Yes, it’s true that you still don’t really have a choice in the matter, but now, larger and more “with it” and, if I’m honest, more humanlike than you were those first few weeks, your radical dependence doesn’t carry quite the same poignancy that it once did. The first hints of independence, albeit subtle, have poked through. You lift your head off the floor; you fix your gaze; you hold onto objects. Your helplessness diminishes day by day.

It’s a development, obvious and inevitable as it is, that makes me both beam and tear up. I am proud to watch you make sense of yourself and this world you’ve been born into, yet sad to say goodbye to that tiny, exquisite, needful girl.

Don’t get me wrong—the pride is nearly continual, the sadness but occasional. Watching you grow is little loss and mostly gain.

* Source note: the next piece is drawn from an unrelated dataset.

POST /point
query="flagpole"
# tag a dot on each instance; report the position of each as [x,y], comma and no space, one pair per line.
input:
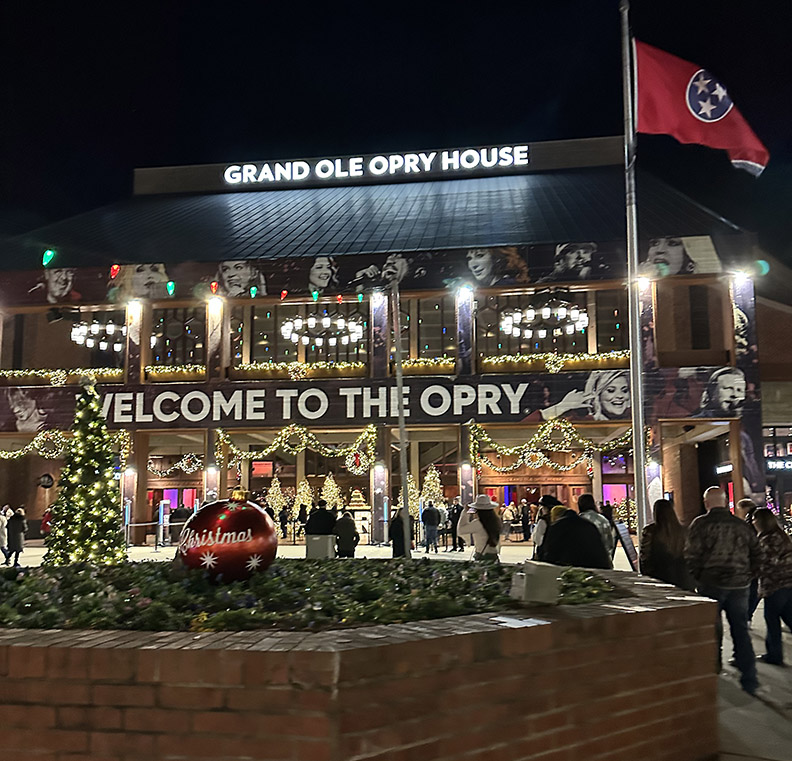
[631,208]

There are moments, though, when I wish I could just stop the train, when I wish I could take a photo and jump into the frame to live there forever. But then you would never become the girl, the woman, that you were made to be, and the world would always be stuck in a pandemic, plagued, among many other ailments, by the inability to meet my darling daughter.

It’s not an exchange I’d ever be willing to make. The world has already missed out on too much.




[1] Mostly right. At first, it was reported that the virus entered through Washington, but it was later discovered that, like a thief in the night, it had entered through California some time earlier without detection. This is one among millions of little facts that have been reported ad nauseum, minutia that normally would go unnoticed by the majority of the public but, in this period of heightened anxiety and endless time at home, have been wolfed down like fistfuls of popcorn.

[2] PSA: When you grow up, don’t ever fall asleep like that with your own baby (or anyone else’s, for that matter) unless there is another adult in the room. When Mom or I napped with you, the other one always stayed awake, lest you slid off our chest or our twentyfold weight rolled over on top of you.